The Centers For Disease Control and Prevention (CDC) is again warning the public in 19 states about the potential exposure to Brucella RB51 in 19 states, connected to consuming raw milk from Miller’s Biodiversity Farm in Quarryville, Pennsylvania. ¬†One case of brucellosis was confirmed in New York in November 2018. Three people in the U.S. have been diagnosed with brucellosis after drinking raw milk since 2017.

An unknown number of people, estimated to be in the hundreds, may have been exposed to the bacteria from drinking unpasteurized milk from this farm, a farm in Texas, and an online retailer. A cow that tested positive for the pathogen has been removed from the Miller’s Biodiversity Farm milking herd.
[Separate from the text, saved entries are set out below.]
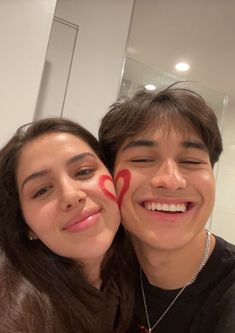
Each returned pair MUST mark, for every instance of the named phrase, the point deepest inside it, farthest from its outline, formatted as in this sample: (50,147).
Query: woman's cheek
(106,185)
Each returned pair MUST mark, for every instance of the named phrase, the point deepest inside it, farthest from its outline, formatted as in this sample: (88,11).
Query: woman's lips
(82,221)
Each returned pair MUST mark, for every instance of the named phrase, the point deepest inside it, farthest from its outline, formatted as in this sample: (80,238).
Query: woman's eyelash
(41,191)
(84,172)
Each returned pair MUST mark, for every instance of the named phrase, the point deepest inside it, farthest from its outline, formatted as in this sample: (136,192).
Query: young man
(162,148)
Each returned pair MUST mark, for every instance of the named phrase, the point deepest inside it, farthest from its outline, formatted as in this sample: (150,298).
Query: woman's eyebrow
(80,157)
(35,175)
(194,144)
(44,172)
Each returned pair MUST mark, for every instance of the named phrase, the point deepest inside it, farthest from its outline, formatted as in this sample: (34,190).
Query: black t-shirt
(206,306)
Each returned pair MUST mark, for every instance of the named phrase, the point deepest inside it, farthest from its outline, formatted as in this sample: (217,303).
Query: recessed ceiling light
(150,87)
(182,67)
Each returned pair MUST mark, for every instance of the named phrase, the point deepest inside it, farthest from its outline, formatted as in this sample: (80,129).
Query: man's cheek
(107,186)
(122,183)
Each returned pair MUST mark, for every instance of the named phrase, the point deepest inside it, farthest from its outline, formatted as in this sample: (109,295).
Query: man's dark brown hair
(172,108)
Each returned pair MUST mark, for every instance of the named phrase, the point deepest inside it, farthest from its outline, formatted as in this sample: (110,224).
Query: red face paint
(126,176)
(104,179)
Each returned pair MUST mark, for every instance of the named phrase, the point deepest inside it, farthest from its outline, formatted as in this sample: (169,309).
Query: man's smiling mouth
(167,207)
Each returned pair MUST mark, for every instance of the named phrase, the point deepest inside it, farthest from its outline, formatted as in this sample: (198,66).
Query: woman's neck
(92,271)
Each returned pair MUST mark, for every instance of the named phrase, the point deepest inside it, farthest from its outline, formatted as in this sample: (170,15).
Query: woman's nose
(169,176)
(71,196)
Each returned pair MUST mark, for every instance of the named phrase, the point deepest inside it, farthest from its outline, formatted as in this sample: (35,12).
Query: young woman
(58,218)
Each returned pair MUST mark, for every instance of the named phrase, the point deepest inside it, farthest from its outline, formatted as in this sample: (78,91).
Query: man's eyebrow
(44,172)
(140,143)
(195,144)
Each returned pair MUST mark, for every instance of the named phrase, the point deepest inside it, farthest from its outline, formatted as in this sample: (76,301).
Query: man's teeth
(181,207)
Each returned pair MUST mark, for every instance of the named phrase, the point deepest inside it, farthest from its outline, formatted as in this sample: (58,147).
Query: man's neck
(172,269)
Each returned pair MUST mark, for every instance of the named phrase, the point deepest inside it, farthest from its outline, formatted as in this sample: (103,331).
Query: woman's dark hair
(171,108)
(42,291)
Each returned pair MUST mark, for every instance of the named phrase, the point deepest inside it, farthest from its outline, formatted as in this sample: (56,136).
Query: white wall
(99,56)
(24,33)
(223,218)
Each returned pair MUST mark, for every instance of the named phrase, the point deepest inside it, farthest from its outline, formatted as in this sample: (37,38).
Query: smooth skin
(169,200)
(64,201)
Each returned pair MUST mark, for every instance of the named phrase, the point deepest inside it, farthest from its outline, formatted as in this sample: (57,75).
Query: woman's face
(67,196)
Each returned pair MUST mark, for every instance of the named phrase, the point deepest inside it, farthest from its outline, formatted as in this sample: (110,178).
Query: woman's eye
(41,191)
(83,173)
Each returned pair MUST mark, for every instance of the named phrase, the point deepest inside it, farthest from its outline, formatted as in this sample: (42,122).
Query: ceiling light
(150,87)
(182,67)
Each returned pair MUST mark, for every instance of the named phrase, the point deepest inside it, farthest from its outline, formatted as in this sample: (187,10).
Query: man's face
(165,186)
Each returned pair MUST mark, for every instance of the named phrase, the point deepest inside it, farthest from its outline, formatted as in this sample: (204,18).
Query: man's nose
(169,176)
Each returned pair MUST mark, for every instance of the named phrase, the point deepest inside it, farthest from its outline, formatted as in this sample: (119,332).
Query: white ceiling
(200,32)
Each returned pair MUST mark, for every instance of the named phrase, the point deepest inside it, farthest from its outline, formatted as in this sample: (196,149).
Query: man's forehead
(151,137)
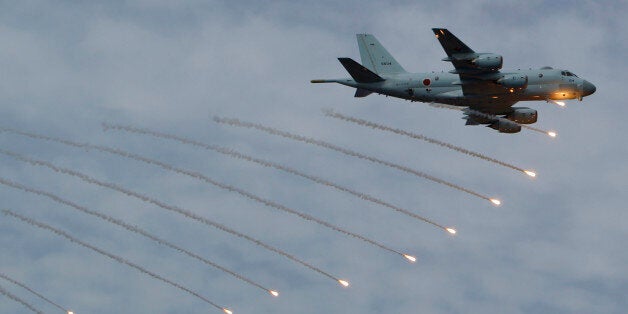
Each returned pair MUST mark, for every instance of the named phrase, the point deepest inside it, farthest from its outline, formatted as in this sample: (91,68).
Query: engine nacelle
(489,61)
(505,126)
(514,81)
(522,115)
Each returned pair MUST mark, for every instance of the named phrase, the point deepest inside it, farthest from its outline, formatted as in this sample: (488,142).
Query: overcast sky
(556,245)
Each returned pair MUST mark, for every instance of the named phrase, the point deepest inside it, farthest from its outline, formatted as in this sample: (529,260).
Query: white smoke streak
(126,226)
(25,287)
(107,254)
(227,187)
(165,206)
(331,113)
(487,116)
(269,130)
(265,163)
(18,300)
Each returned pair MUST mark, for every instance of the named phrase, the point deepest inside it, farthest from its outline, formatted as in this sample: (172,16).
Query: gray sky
(556,245)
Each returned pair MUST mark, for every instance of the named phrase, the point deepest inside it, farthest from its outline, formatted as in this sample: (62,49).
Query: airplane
(475,83)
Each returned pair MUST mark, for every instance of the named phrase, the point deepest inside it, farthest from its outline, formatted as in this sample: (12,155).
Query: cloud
(555,246)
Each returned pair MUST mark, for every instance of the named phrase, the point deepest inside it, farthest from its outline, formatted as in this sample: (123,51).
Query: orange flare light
(410,258)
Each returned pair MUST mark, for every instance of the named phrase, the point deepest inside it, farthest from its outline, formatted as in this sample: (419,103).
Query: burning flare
(344,283)
(411,258)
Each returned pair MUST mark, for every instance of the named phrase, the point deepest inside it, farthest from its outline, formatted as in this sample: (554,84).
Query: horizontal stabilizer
(361,92)
(358,72)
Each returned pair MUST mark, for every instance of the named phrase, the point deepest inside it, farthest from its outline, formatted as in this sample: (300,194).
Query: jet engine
(505,126)
(489,61)
(522,115)
(514,81)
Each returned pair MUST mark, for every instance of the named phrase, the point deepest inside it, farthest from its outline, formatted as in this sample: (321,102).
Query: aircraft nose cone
(587,88)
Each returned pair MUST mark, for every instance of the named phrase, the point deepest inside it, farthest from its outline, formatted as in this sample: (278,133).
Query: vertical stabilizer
(375,57)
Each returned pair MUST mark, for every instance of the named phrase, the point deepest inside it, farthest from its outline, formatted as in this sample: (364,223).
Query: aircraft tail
(375,57)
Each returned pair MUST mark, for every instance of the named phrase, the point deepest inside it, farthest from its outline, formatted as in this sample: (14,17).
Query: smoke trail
(238,123)
(265,163)
(362,122)
(18,300)
(490,116)
(227,187)
(15,282)
(111,256)
(128,227)
(165,206)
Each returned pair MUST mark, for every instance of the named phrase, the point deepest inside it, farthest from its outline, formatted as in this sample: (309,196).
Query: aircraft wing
(468,63)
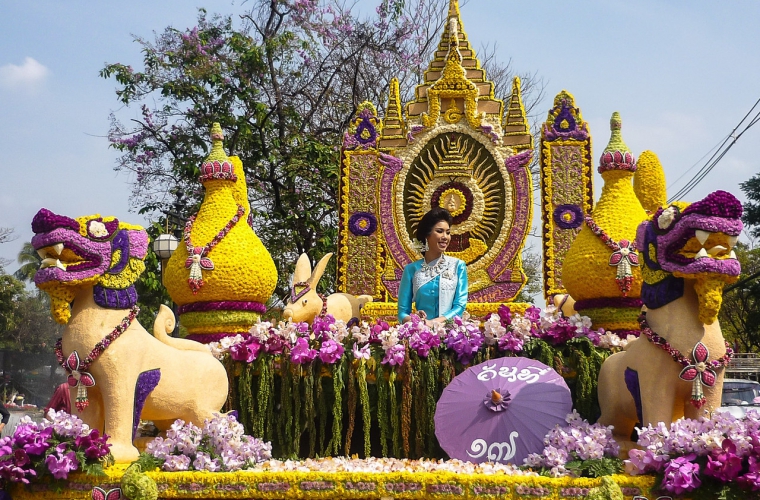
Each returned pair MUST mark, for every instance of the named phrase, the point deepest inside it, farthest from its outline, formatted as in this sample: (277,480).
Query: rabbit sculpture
(305,303)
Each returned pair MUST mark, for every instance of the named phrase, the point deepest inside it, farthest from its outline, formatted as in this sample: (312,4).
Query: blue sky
(681,74)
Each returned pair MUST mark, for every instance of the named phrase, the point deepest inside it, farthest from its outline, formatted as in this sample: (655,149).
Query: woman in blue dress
(437,283)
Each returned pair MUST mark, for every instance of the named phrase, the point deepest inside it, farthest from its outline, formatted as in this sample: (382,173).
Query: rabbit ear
(319,269)
(303,269)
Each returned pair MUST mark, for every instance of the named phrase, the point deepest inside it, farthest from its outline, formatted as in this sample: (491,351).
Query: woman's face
(440,236)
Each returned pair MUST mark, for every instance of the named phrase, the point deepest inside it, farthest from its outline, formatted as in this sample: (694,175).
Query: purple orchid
(301,353)
(395,355)
(246,351)
(61,464)
(725,466)
(681,475)
(330,352)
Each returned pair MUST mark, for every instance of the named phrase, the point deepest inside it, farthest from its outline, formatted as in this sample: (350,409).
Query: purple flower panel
(568,216)
(362,224)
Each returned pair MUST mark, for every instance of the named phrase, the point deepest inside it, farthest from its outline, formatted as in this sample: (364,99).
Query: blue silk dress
(438,288)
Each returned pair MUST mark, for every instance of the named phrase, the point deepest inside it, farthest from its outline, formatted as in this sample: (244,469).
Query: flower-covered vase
(221,275)
(601,269)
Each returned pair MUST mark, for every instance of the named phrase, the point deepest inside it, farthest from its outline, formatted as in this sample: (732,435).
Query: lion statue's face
(691,242)
(91,251)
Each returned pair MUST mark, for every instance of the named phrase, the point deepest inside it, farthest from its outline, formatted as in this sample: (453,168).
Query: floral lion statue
(117,370)
(675,368)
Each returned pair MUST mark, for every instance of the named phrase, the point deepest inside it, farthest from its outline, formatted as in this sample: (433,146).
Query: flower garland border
(337,485)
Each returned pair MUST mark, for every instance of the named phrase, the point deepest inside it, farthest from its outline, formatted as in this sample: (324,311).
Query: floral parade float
(321,390)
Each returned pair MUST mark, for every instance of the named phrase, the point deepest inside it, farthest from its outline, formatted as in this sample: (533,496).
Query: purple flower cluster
(464,338)
(722,448)
(579,440)
(329,340)
(510,332)
(56,447)
(221,445)
(421,337)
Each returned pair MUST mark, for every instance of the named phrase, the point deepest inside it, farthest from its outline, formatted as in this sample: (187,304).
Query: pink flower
(751,480)
(724,466)
(246,351)
(394,356)
(362,353)
(681,475)
(61,465)
(301,353)
(330,352)
(643,461)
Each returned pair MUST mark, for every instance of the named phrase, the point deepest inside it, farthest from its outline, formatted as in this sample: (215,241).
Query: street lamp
(165,245)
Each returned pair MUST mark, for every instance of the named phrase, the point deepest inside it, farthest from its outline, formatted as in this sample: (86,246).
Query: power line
(718,155)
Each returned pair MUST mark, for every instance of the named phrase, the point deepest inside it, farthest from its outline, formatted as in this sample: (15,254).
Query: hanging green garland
(382,408)
(310,413)
(351,408)
(322,404)
(406,402)
(297,419)
(361,375)
(285,427)
(395,424)
(337,373)
(432,390)
(245,397)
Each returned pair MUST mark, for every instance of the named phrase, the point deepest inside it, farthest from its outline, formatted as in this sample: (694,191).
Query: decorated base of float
(494,404)
(345,485)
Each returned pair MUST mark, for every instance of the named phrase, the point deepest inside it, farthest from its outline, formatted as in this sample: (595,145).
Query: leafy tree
(11,292)
(283,81)
(30,262)
(740,313)
(6,235)
(34,330)
(751,215)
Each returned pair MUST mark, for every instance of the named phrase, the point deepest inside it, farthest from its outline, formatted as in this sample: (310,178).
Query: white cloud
(29,73)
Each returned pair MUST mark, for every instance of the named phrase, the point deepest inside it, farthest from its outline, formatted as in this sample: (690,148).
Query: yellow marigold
(341,485)
(243,268)
(649,182)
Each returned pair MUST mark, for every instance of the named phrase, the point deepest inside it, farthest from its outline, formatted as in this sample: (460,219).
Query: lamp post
(164,246)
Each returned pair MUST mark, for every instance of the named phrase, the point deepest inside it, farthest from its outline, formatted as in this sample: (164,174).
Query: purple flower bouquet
(53,447)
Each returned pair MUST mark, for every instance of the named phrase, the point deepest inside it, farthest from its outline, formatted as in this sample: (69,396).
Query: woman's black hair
(429,220)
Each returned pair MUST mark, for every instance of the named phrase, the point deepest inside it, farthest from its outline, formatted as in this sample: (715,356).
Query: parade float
(341,402)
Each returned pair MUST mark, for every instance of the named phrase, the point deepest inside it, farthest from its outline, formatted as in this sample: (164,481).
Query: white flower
(581,323)
(338,330)
(521,326)
(492,329)
(97,229)
(666,218)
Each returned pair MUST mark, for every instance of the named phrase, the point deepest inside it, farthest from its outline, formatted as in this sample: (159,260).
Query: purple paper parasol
(501,410)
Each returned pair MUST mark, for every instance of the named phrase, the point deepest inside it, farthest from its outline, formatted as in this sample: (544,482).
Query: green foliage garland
(315,416)
(361,375)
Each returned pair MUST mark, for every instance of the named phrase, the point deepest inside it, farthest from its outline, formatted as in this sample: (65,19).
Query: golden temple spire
(394,128)
(516,129)
(454,9)
(455,37)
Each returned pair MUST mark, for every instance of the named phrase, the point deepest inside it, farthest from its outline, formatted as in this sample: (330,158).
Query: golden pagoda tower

Miller's Biodiversity Farm Brucella

In late December 2018, raw milk and raw milk products from Miller’s Biodiversity Farm were quarantined by public health officials because the Pennsylvania Department of Agriculture found Brucella abortus (RB 51) in the milk. Then, on January 28, 2018, the CDC issued a Brucella health advisory for the raw milk products.

The states where people who may have been exposed live include Alabama, California, Connecticut, Florida, Georgia, Iowa, Maryland, Massachusetts, Michigan, Minnesota, Mississippi, New Jersey, New York, North Carolina, Ohio, Pennsylvania, Rhode Island, South Carolina, and Virginia. Anyone who consumed raw milk or raw milk products from this farm since January 2016 may have been exposed and should talk to their doctor.

Anyone who is within six months of the date they last consumed the raw milk are at an increased risk for brucellosis and should get antibiotics as a preventative measure. If any symptoms develop, these people should see their doctor immediately. Anyone who has had symptoms of brucellosis and has not been treated should also contact their doctors. They should be tested to see if they had been infected and need antibiotics to prevent long term health problems.

This type of Brucella is resistant to first-line antibiotics. The disease can be difficult to diagnose because of limited testing options. In addition, early brucellosis symptoms are similar to the flu.

Early symptoms of brucellosis include sweats, fever, loss of appetite, fatigue, headache, muscle and joint pain. Pregnant women who contact this infection can suffer miscarriages. People who are untreated can develop long term complications such as arthritis, heart problems, enlargement of the spleen and liver, and meningitis.